St. Andrews Anti-Semitism Victim Donates Court Award to Fogels
A victim of anti-Semitism has decided to donate the money awarded him by the court to the surviving members of the Fogel family.
Rabbi Udi Fogel, his wife Ruth and three of their six children were stabbed to death by Palestinian Authority Arab terrorists while sleeping on a Friday night by on March 12.
The Fogels' 12-year-old daughter discovered the gruesome scene when she arrived home from a Bnei Akiva event later that night. By a miracle, two of her young brothers had also survived.
The same day, Yeshiva University (NY) chemistry exchange student Chanan Reitblat was the victim of an anti-Semitic attack in his room at St. Andrews University. Reitblat, a U.S. citizen who had fled anti-Semitism in the former Soviet Union's Lithuania as a child, told the court he felt “violated and devastated” by the attack.
Reitblat has decided to donate the money that he was awarded by the Scottish courts to the young girl and her brothers. His reason: the young man says he wants to spread the message that anti-Semitism and anti-Israel attacks are wrong and should not be tolerated.

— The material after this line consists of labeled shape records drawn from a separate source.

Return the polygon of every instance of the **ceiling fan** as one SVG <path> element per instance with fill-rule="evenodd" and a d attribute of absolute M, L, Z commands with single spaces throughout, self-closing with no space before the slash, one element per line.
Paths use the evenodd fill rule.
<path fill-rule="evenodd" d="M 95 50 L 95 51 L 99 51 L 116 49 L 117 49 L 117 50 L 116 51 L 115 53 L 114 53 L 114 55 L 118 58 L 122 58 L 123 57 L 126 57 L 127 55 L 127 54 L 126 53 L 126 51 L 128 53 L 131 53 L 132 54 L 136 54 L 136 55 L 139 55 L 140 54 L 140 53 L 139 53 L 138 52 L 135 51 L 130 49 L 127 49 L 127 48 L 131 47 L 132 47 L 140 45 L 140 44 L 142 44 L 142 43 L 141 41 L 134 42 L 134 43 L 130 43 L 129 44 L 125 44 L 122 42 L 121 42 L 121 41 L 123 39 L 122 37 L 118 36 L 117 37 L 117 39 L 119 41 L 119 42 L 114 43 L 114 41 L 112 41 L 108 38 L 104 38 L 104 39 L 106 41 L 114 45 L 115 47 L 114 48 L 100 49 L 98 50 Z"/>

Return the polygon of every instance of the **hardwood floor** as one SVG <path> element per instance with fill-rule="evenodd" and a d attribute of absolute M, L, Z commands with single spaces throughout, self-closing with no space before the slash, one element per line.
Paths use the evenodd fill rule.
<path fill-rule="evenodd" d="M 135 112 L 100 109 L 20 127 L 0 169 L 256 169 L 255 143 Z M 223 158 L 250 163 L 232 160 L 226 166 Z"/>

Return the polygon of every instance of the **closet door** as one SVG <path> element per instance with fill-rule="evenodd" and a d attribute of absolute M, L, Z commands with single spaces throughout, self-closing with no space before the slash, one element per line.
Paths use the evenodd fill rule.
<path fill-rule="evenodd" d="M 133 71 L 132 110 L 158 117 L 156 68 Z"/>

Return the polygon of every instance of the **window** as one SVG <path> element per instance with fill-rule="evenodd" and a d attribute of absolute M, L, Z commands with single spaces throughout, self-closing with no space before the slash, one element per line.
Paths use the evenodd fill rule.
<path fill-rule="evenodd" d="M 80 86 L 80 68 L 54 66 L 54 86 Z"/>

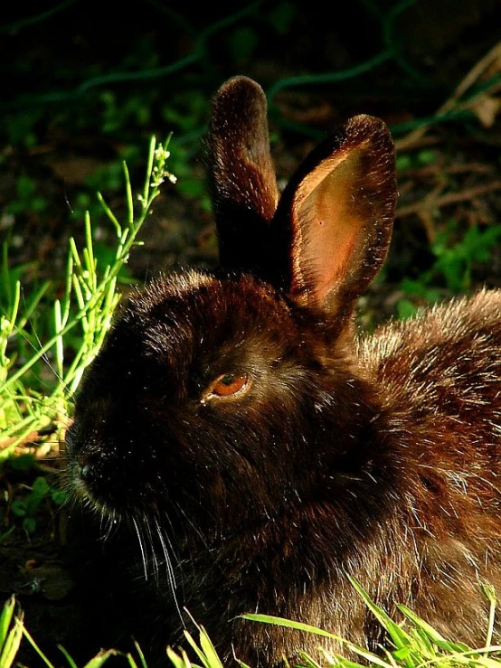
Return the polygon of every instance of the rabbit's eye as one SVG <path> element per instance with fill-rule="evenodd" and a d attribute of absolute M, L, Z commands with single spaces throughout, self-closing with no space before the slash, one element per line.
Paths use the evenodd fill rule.
<path fill-rule="evenodd" d="M 250 387 L 247 373 L 224 373 L 209 385 L 203 400 L 210 398 L 232 399 L 241 395 Z"/>

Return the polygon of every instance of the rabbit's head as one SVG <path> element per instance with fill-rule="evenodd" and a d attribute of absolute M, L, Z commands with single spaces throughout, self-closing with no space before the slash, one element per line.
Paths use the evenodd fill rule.
<path fill-rule="evenodd" d="M 315 494 L 333 461 L 356 467 L 372 400 L 353 315 L 386 256 L 396 184 L 388 130 L 359 116 L 279 195 L 266 99 L 244 77 L 216 94 L 208 145 L 221 267 L 128 299 L 67 449 L 94 506 L 221 533 Z"/>

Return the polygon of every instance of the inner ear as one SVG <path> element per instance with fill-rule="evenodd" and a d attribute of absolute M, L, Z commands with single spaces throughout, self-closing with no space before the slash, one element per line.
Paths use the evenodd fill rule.
<path fill-rule="evenodd" d="M 305 306 L 349 318 L 386 257 L 396 193 L 384 123 L 352 118 L 284 191 L 273 221 L 283 287 Z"/>
<path fill-rule="evenodd" d="M 364 240 L 357 238 L 357 221 L 363 215 L 358 211 L 363 200 L 357 192 L 360 160 L 360 150 L 326 159 L 305 177 L 292 202 L 292 218 L 301 224 L 293 241 L 291 291 L 300 294 L 309 287 L 320 304 L 361 261 Z"/>

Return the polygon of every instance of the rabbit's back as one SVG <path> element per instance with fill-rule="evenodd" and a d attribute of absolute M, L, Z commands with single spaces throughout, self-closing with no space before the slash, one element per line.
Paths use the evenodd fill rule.
<path fill-rule="evenodd" d="M 501 291 L 383 327 L 359 353 L 408 485 L 409 603 L 444 635 L 481 644 L 480 583 L 501 591 Z"/>
<path fill-rule="evenodd" d="M 500 290 L 383 326 L 361 341 L 359 358 L 384 402 L 396 400 L 418 423 L 449 417 L 501 438 Z"/>

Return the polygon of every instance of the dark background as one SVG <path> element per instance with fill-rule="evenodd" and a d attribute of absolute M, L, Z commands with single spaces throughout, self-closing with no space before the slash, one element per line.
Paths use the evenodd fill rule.
<path fill-rule="evenodd" d="M 501 285 L 499 2 L 71 0 L 37 12 L 10 5 L 0 25 L 0 240 L 26 286 L 62 285 L 68 239 L 81 239 L 86 209 L 106 261 L 111 231 L 95 193 L 123 212 L 120 160 L 140 187 L 152 133 L 174 133 L 178 183 L 156 201 L 128 279 L 214 264 L 202 139 L 211 96 L 235 74 L 269 94 L 280 185 L 349 116 L 390 124 L 401 198 L 388 263 L 361 305 L 365 325 Z M 23 482 L 5 470 L 0 480 Z M 15 518 L 5 512 L 3 522 L 7 530 Z M 19 530 L 0 542 L 0 597 L 16 592 L 47 645 L 64 644 L 79 614 L 61 524 L 47 511 L 33 535 Z"/>

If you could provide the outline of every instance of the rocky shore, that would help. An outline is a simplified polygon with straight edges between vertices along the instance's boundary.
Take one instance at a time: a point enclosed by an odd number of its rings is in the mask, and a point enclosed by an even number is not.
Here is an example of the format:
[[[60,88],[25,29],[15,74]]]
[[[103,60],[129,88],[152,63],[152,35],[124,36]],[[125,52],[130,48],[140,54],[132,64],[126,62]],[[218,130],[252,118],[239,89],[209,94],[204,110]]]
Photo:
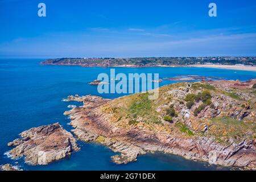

Palestinian Authority supporters carried out a campaign of support for his attacker in Scotland at the beginning of this month.
“I am donating any compensation order money I receive to a charity for victims of terrorism,” Reitblat said in a statement. “The money will be donated to the Fogel Family Fund to help care for the surviving children of the massacre.”
The Fogels' murderers were caught, showed no remorse, and one of them has been convicted and sentenced to five life sentences in an Israeli prison. The other is a minor and will be sentenced separately.
Reitblat's attacker, 19-year-old Paul Donnachie was expelled from the university. He was also sentenced to 150 hours of community service and fined 300 British pounds sterling, payable in compensation to his victim, for putting his hands down his trousers before rubbing them on the Israeli flag Reitblat's brother had given him. The flag was hanging in Reitblat's room.
Donnachie, who also accused Reitblat of being a terrorist during the incident, told the court he 'had not meant to cause offense,' according to the BBC, and claimed his behavior was a “legitimate, if misguided, form of political protest.”
He later joined pro-PA protesters standing outside the courthouse, brandishing Israeli flags smeared with red paint.